Onyeabor's fraud, constructive fraud, and
fraudulent nondisclosure claims fail because she has not shown that the Owners'
Association or LEBR had a duty to disclose the existence of the Restated
CC&Rs or that either made any misrepresentation. See generally Giusti v. Sterling Wentworth Corp., 2009 UT 2, ¶ 53
n. 38, 201 P.3d 966 (listing elements of fraud); Hermansen v. Tasulis, 2002 UT 52, ¶ 24, 48 P.3d 235 (stating
elements of fraudulent nondisclosure); Jensen
v. IHC Hosps., Inc., 944 P.2d 327, 339 (Utah 1997) (outlining elements of
constructive fraud). Onyeabor has also failed to convince us that the Restated
CC&Rs were voidable, as to her, so that she could unilaterally decide to
opt out of the Owners' Association. See
generally Ockey v.
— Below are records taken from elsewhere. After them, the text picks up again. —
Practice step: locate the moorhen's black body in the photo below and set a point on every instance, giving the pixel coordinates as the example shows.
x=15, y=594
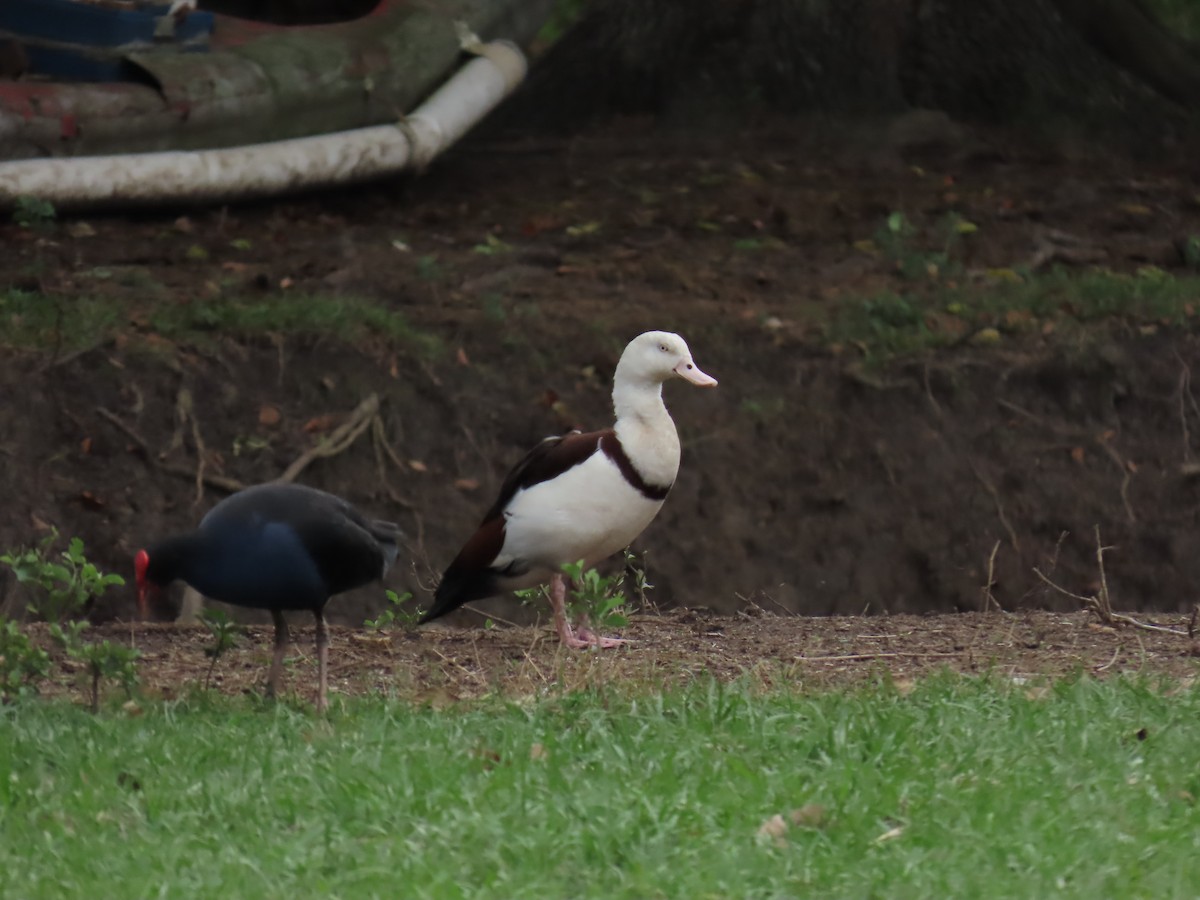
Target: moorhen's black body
x=275, y=546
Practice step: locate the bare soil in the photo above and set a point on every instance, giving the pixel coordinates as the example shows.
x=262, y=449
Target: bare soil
x=442, y=665
x=814, y=483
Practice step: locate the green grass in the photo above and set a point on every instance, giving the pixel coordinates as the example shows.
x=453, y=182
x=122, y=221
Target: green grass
x=1087, y=790
x=33, y=321
x=1180, y=16
x=934, y=315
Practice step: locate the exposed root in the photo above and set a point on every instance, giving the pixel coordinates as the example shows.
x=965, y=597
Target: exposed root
x=339, y=441
x=1081, y=435
x=1000, y=508
x=221, y=483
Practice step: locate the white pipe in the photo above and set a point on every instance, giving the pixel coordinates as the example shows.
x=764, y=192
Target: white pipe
x=281, y=166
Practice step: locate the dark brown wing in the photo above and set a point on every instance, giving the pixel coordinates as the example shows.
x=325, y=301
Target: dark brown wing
x=546, y=461
x=472, y=575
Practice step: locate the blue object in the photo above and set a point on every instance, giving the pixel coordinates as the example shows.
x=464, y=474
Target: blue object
x=72, y=39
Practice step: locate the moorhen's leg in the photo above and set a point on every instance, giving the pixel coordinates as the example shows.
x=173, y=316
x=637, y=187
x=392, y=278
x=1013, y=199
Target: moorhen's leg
x=281, y=647
x=322, y=661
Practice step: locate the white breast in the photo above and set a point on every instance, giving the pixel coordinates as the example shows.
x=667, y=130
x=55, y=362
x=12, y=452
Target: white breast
x=588, y=513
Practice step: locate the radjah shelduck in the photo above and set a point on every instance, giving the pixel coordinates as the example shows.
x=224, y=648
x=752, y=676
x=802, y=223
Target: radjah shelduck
x=581, y=496
x=279, y=547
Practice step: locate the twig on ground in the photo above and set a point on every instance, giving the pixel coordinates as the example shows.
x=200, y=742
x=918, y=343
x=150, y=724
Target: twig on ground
x=989, y=599
x=1102, y=603
x=490, y=616
x=861, y=657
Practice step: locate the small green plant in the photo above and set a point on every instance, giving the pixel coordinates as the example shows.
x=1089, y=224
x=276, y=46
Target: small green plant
x=895, y=239
x=60, y=588
x=396, y=612
x=33, y=213
x=225, y=635
x=597, y=597
x=22, y=664
x=635, y=569
x=102, y=659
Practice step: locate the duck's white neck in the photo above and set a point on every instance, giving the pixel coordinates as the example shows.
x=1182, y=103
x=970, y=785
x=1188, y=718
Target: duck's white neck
x=639, y=401
x=646, y=430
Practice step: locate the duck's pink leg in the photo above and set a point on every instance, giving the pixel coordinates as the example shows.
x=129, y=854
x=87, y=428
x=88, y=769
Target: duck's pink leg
x=594, y=640
x=586, y=636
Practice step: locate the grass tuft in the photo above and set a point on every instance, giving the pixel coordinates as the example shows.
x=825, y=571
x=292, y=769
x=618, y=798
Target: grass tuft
x=1009, y=303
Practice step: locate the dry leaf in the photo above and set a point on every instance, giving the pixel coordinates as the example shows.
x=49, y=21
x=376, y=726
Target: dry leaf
x=774, y=827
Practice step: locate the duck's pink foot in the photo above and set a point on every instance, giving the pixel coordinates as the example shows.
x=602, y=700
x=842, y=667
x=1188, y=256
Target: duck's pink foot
x=591, y=639
x=576, y=640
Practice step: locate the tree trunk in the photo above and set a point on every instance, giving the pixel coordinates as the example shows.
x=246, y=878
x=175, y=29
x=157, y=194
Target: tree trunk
x=1096, y=61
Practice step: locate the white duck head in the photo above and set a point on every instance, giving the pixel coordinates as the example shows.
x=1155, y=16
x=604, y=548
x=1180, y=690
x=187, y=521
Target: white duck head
x=648, y=361
x=657, y=357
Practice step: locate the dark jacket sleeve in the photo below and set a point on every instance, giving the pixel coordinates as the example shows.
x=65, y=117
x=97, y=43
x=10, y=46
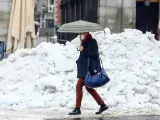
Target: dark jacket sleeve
x=92, y=50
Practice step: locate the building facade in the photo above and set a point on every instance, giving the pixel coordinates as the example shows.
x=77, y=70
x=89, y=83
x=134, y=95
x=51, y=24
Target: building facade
x=114, y=14
x=45, y=13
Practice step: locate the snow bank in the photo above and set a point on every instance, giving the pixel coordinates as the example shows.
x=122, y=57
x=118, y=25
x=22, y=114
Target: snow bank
x=46, y=76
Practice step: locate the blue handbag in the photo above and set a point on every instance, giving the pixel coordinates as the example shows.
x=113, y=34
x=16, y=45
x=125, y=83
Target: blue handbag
x=97, y=80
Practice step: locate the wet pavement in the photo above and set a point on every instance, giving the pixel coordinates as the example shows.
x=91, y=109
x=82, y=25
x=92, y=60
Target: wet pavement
x=145, y=117
x=54, y=114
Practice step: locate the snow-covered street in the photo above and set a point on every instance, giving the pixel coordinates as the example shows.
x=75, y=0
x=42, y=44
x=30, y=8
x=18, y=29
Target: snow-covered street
x=41, y=81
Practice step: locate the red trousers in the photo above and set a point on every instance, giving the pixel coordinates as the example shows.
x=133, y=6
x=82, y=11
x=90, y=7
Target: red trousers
x=79, y=93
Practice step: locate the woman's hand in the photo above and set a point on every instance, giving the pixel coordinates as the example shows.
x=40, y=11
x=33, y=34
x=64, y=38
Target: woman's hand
x=81, y=48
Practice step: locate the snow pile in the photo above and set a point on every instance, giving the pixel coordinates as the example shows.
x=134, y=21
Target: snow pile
x=46, y=76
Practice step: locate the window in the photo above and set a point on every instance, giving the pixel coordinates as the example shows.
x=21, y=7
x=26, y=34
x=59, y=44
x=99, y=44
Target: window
x=51, y=2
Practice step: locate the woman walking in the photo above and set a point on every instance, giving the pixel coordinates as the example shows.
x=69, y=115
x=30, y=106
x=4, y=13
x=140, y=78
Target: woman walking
x=88, y=49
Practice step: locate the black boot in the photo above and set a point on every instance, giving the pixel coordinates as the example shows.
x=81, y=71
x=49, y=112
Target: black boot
x=76, y=111
x=102, y=109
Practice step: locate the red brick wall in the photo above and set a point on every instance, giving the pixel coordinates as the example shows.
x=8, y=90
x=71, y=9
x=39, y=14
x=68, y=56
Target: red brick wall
x=58, y=16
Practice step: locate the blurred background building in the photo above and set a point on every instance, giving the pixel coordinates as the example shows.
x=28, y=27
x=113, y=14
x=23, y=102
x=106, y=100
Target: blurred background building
x=115, y=14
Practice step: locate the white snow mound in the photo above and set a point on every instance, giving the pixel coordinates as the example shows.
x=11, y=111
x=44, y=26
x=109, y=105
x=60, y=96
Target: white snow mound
x=46, y=75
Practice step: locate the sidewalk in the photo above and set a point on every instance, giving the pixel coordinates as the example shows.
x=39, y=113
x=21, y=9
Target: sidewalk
x=53, y=114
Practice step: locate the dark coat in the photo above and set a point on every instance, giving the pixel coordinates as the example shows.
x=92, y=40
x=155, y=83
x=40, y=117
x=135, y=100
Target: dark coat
x=90, y=51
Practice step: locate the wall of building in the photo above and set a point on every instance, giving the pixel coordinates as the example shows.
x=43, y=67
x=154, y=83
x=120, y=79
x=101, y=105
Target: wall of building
x=5, y=8
x=117, y=14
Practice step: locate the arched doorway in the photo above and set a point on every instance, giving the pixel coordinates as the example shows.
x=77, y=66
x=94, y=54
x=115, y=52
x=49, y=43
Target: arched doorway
x=147, y=16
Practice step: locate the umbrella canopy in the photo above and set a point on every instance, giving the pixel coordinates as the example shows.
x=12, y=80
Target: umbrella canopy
x=80, y=26
x=21, y=32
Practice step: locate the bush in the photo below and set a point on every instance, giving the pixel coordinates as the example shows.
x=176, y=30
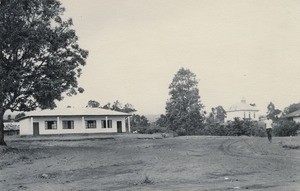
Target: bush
x=285, y=127
x=234, y=128
x=149, y=129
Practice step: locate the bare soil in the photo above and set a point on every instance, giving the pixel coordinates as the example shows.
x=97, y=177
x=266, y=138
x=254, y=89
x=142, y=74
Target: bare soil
x=150, y=162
Lehmer, 2008 UT 37, ¶ 19, 189 P.3d 51 ("Contracts
that offend an individual, such as those arising from fraud, misrepresentation,
or mistake, are voidable.").
Regarding the cross-appeal, LEBR and the Owners'
Association argue that the trial court did not consider all of the required
attorney fee factors under Dixie State
Bank v. Bracken, 764 P.2d 985 (Utah 1988). See id. at 989-91. The trial court, however, clearly focused on
what it considered to be the key factors, namely, the work performed and the
scope of the work required. Thus, the challenge is really to the adequacy of
the findings to disclose the steps the trial court took in making its ruling,
which challenge was not preserved. See In
re K.F., 2009 UT 4, ¶¶ 58-64, 201 P.3d 985 (reaffirming the holding of 438 Main Street v. Easy Heat, Inc., 2004
UT 72, ¶ 56, 99 P.3d 801, requiring preservation of challenges to the adequacy
of factual findings, and indicating that a challenge to a trial court's failure
to disclose analytic steps is an adequacy challenge).
We also affirm the trial court's refusal to award
the requested late fees and fines. The late fees and fine provision in the
Restated CC&Rs is in the nature of a liquidated damages provision, which
provisions will not be enforced if they impose arbitrary penalties,
"bearing no reasonable relationship to the actual damages suffered"
by the nonbreaching party. Woodhaven
Apts. v. Washington, 942 P.2d 918, 920-21 (Utah 1997) (citation and
internal quotation marks omitted). The trial court's award in the amount of
dues, interest, and over $70,000 in attorney fees and costs adequately
compensated Appellees for Onyeabor's breach in failing to pay. And we agree
with the trial court's conclusion that the Owners' Association should not be
"awarded any fines or penalties against [Onyeabor], since these penalties
are not damages which have been sustained and suffered by the plaintiffs due to
[Onyeabor]'s breach."
Affirmed. The parties will bear their own
attorney fees and costs on appeal.
WE CONCUR: Russell W. Bench, Judge, James Z.